There is an article published by unherd that has been making the rounds today, on the danger of overly trusting expertise. Michael Gove approvingly retweeted the article, saying it was ‘in praise of epistemic modesty’. The article itself makes some reasonable enough points about uncertainties in science, problems with economic knowledge and a particularly interesting example of a problem in biology that we will come back to later on. So far, so good. There are plenty of gaps in scientific knowledge, some fields (particularly in the social sciences) where there are big question marks about what kind of knowledge can be obtained, and plenty of reasons not to be overly deferential to the ranks and titles of the academic community. That isn’t to say that an entirely irreverent attitude to these things is warranted either. The fields of human expertise are so vast and in many cases the subject matter so difficult that we couldn’t do without taking a lot on trust. And we need markers like titles and institutional kudos, consensus (alongside our own background contextual knowledge) to know what claims to take seriously. Suffice to say that how much attention should be given to heterodox thinking is not a straightforward question.

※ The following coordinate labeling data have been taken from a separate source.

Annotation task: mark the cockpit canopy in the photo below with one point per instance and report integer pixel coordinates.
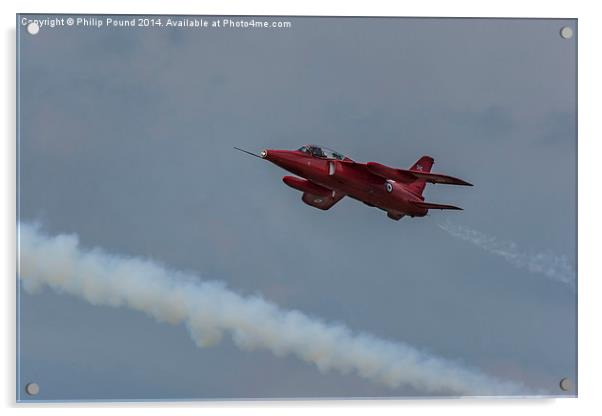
(322, 152)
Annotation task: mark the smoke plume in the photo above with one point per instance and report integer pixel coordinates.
(209, 310)
(553, 266)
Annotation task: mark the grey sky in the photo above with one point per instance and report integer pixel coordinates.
(126, 140)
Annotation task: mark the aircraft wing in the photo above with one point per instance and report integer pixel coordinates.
(322, 202)
(408, 176)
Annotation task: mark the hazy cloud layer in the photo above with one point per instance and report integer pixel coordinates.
(126, 140)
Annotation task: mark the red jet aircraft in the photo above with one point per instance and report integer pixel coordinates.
(327, 176)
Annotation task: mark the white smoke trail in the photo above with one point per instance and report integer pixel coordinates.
(209, 309)
(553, 266)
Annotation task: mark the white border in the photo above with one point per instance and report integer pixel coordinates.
(589, 171)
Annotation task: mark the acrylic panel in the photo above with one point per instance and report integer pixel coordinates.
(185, 231)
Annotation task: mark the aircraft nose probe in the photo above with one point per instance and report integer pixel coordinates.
(262, 155)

It is important, however, to distinguish between a genuine call for irreverent, critical thought that and what is a disguised excuse for, or an afterthought to anti-intellectualism as a political project. Genuine heterodox thinking might well challenge accepted ideas, but it also seeks to build new ways of understanding the world that is itself susceptible to scrutiny. It cannot completely distrust science or expertise per se, because it hopes that one day its results will be regarded as scientific expertise. When it raises doubts, it does so providing reasons for distrust and grounds for uncertainty. It is epistemically modest, but allows for the situation in which doubt is resolved. And it accepts that it is no good simply trusting common sense. Common sense is often wrong, and can be just another kind of dogma. It may even be the result of some old prevailing orthodoxy. As Keynes put it, “practical men who believe themselves to be quite exempt from any form of intellectual influence are usually the slaves of some defunct economist”. Moreover, even with a highly contested and uncertain field like economics, we simply have no choice but to best approximate knowledge, because the decisions it relates to are important.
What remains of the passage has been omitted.